Genova, cocaina nei bicchieri da vino: arrestati pusher “pendolari”

cocaina

Genova. Li hanno individuati tra i molti connazionali, stando appostati durante l’attività di contrasto allo spaccio di droga nella zona del centro storico, seguendone gli spostamenti. Così ieri sera gli uomini del commissariato Prè, dopo un lavoro di indagine e di osservazione durato alcuni giorni hanno rintracciato uno degli spacciatori che riforniva abitualmente i tossicodipendenti della zona.

L’uomo è un venticinquenne di origine senegalese che pur frequentando i vicoli genovesi preferiva nascondere la droga in un appartamento del quartiere di San Fruttuoso, facendo il pendolare con le dosi ordinate dai clienti che bazzicano in via Prè. Seguito e bloccato dai poliziotti all’altezza di L.go Merlo lo spacciatore ha cercato di nascondere un paio di chiavi negando di abitare nei pressi, sapendo di avere della droga occultata in casa.

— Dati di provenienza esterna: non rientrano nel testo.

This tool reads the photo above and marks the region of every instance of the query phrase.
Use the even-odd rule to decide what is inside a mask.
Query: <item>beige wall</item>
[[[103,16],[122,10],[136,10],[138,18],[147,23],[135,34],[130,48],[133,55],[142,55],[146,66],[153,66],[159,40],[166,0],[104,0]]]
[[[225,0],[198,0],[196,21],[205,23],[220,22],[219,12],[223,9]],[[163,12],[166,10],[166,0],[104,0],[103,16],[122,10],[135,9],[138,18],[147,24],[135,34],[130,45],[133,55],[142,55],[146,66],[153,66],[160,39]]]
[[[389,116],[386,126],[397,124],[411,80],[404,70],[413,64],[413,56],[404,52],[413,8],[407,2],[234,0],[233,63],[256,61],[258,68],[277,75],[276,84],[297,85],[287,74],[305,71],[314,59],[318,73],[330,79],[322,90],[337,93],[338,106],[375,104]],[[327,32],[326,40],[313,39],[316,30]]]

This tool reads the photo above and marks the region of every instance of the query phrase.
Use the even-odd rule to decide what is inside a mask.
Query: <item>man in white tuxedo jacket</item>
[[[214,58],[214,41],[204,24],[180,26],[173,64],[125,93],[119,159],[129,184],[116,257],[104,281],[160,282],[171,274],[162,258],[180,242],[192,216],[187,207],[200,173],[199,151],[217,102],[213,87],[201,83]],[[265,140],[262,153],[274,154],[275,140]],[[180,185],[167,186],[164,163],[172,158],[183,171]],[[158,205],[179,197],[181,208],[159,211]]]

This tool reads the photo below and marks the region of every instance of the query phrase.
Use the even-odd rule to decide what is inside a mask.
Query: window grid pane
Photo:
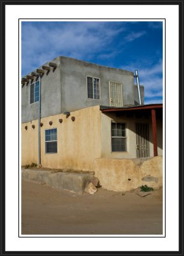
[[[126,138],[112,138],[112,151],[126,151]]]
[[[57,153],[57,141],[45,142],[45,152],[46,153]]]
[[[57,141],[57,129],[45,131],[45,141]]]
[[[39,81],[34,84],[34,102],[39,101]]]
[[[31,84],[30,86],[30,104],[34,102],[34,84]]]
[[[92,77],[87,77],[87,97],[93,99],[93,82]]]
[[[127,150],[125,124],[111,123],[112,152]]]
[[[99,78],[87,77],[87,97],[96,100],[100,99],[100,83]]]

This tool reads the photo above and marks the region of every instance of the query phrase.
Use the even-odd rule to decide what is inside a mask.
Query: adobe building
[[[58,57],[22,83],[22,165],[93,171],[114,191],[162,185],[162,104],[138,104],[133,72]]]

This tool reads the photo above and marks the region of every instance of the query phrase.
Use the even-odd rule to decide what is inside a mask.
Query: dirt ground
[[[162,190],[79,195],[22,180],[22,234],[162,234]]]

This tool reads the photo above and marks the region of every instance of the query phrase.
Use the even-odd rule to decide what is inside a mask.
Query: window
[[[110,81],[110,106],[113,107],[123,106],[122,84],[121,83]]]
[[[87,76],[87,97],[99,100],[100,99],[100,79]]]
[[[45,153],[57,152],[57,129],[45,130]]]
[[[125,124],[111,123],[112,152],[127,150]]]
[[[30,86],[30,104],[39,101],[39,81]]]

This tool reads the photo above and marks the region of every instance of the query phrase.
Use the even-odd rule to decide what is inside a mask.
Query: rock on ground
[[[89,182],[85,189],[85,192],[88,193],[89,194],[94,194],[97,191],[96,187],[92,183]]]

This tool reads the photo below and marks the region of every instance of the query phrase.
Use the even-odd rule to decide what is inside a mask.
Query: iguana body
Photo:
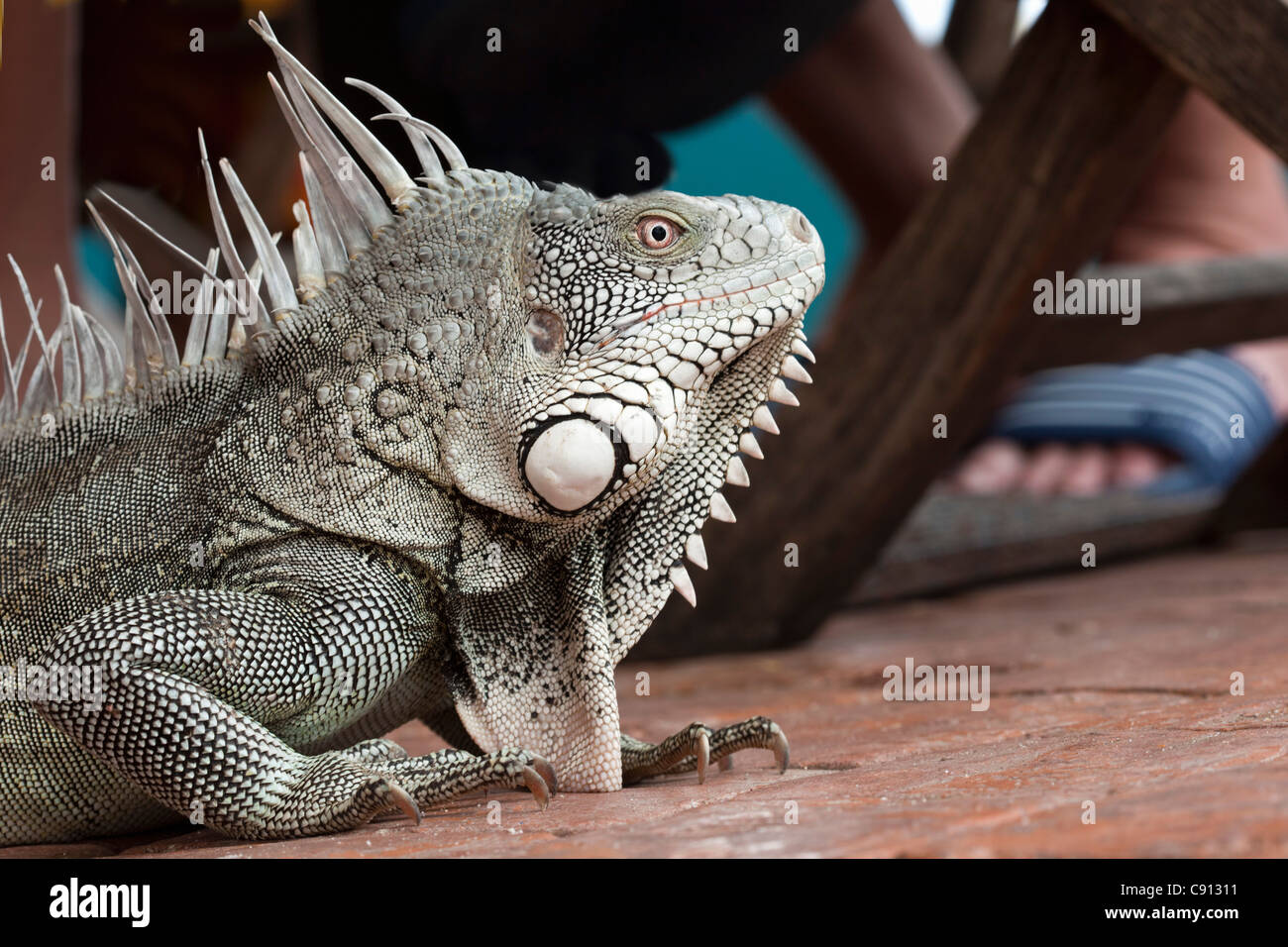
[[[683,562],[732,521],[753,415],[773,429],[762,402],[795,402],[779,372],[808,380],[790,353],[817,234],[753,198],[473,170],[374,93],[419,186],[265,39],[309,186],[296,280],[225,167],[258,262],[211,180],[223,262],[241,285],[261,269],[267,304],[238,316],[207,280],[180,353],[104,228],[124,359],[64,299],[22,398],[0,366],[0,666],[26,669],[0,702],[0,844],[183,816],[287,837],[489,786],[545,803],[555,772],[605,791],[748,746],[786,764],[762,718],[631,740],[613,669],[671,591],[692,600]],[[394,211],[337,174],[310,98]],[[459,749],[380,740],[412,719]]]

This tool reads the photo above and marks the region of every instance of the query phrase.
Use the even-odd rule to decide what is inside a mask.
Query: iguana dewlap
[[[252,26],[309,197],[295,277],[224,161],[238,258],[202,146],[219,251],[193,262],[182,348],[95,214],[124,350],[64,292],[48,341],[27,296],[0,362],[0,844],[176,814],[287,837],[482,787],[544,804],[555,773],[605,791],[744,747],[786,765],[764,718],[622,734],[613,669],[672,591],[693,602],[684,563],[706,567],[708,517],[733,522],[750,428],[809,381],[815,231],[750,197],[471,169],[357,84],[413,180]],[[459,749],[381,738],[413,719]]]

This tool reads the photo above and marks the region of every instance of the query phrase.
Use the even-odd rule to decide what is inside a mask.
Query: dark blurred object
[[[144,188],[204,225],[198,128],[210,153],[227,155],[261,201],[299,175],[294,161],[282,160],[294,147],[264,81],[272,55],[246,26],[241,4],[85,0],[81,10],[86,187],[112,180]],[[289,18],[274,23],[290,35]],[[201,52],[193,30],[201,31]],[[289,222],[282,213],[276,225]]]
[[[322,79],[394,94],[460,144],[471,165],[595,193],[635,193],[670,174],[658,140],[766,88],[857,0],[559,4],[440,0],[316,4]],[[500,30],[500,52],[488,31]],[[784,49],[795,28],[800,52]],[[345,100],[358,115],[375,103]],[[639,157],[649,180],[636,180]]]

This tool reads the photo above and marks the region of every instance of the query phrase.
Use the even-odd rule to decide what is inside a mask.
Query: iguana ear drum
[[[596,500],[617,478],[620,451],[589,417],[559,419],[528,442],[523,475],[532,491],[562,513]]]

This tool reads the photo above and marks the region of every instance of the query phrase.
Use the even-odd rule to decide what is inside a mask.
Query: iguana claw
[[[787,734],[783,733],[782,728],[774,723],[769,725],[769,732],[774,736],[774,761],[778,764],[778,772],[786,773],[787,764],[792,759],[791,747],[787,746]],[[732,758],[725,758],[732,759]]]
[[[388,783],[389,795],[393,798],[394,804],[402,809],[403,816],[410,818],[417,826],[420,825],[420,807],[416,805],[416,800],[395,782]]]
[[[555,778],[555,768],[536,754],[532,755],[532,768],[541,776],[541,780],[546,783],[546,789],[550,790],[550,795],[555,795],[559,791],[559,780]]]
[[[549,768],[550,764],[546,764],[546,769]],[[546,786],[546,781],[541,778],[541,773],[533,767],[523,768],[523,785],[528,787],[532,798],[537,800],[537,808],[545,810],[550,805],[550,789]]]

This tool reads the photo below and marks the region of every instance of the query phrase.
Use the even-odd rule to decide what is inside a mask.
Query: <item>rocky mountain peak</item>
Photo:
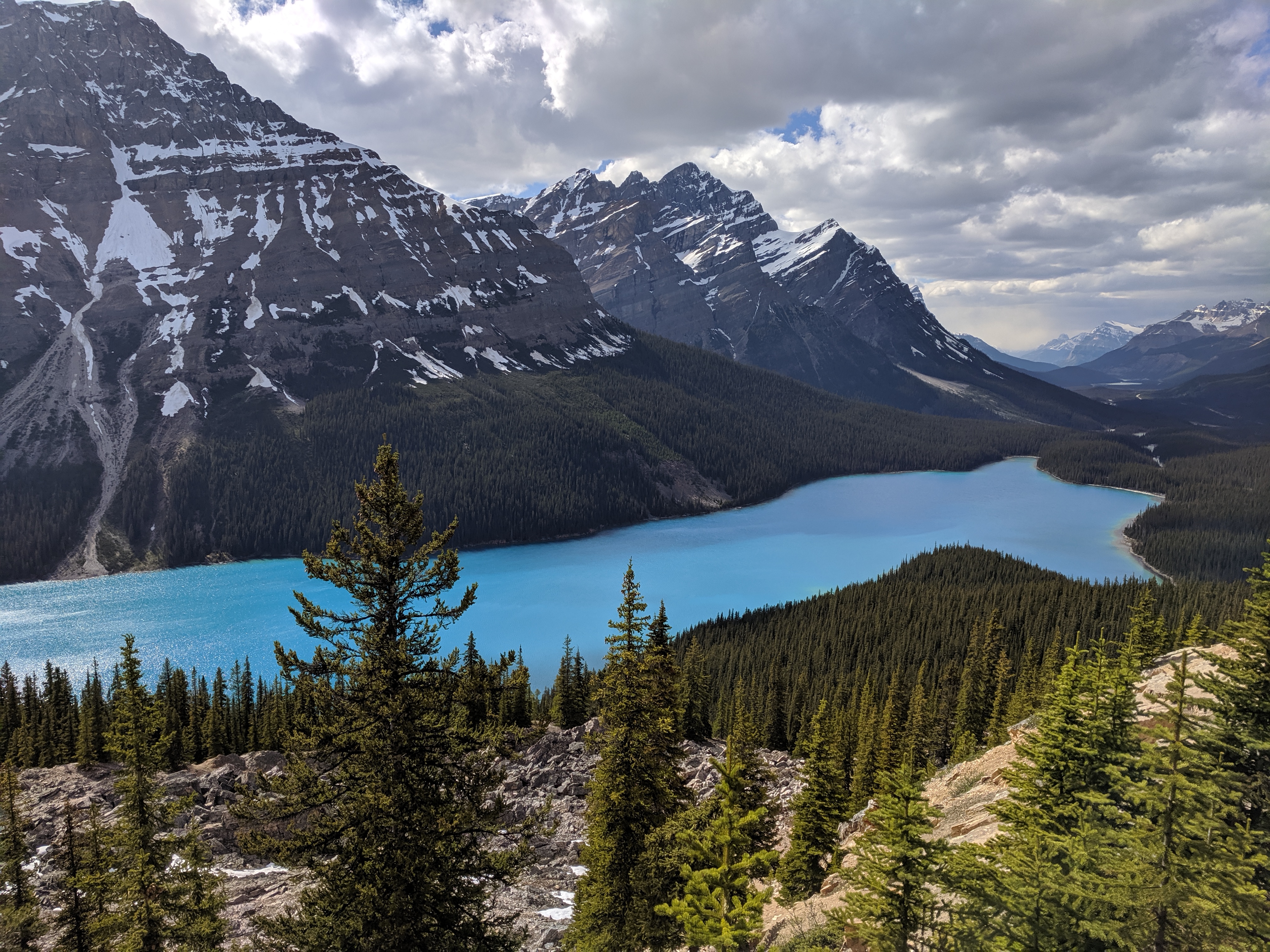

Dopo aver provato ad inserire le chiavi in almeno una ventina di serrature di altrettanti portoni, finalmente gli investigatori hanno trovato quello giusto, salendo al secondo piano dello stabile ed aprendo l’abitazione dove hanno trovato per terra alcuni bicchieri da vino contenenti cocaina, utilizzati come dosatori, nonché ottantotto confezioni di analoga sostanza già pronte per la vendita, per un totale di 40,27 grammi. Nell’abitazione erano presenti i due fratelli del fermato, rispettivamente di 18 e 20 anni, coinvolti nell’attività illecita e pertanto tratti in arresto unitamente la primogenito.

Nel corso della perquisizione i poliziotti hanno rinvenuto, nella camera da letto, anche un bilancino di precisione ed un sacchetto contenente 14 telefoni cellulari la cui provenienza è in fase di accertamento. I tre cittadini senegalesi, tutti disoccupati, sono stati trovati in possesso di 1200 euro, ritenuti dagli investigatori provento dell’attività illecita e, pertanto, sequestrati.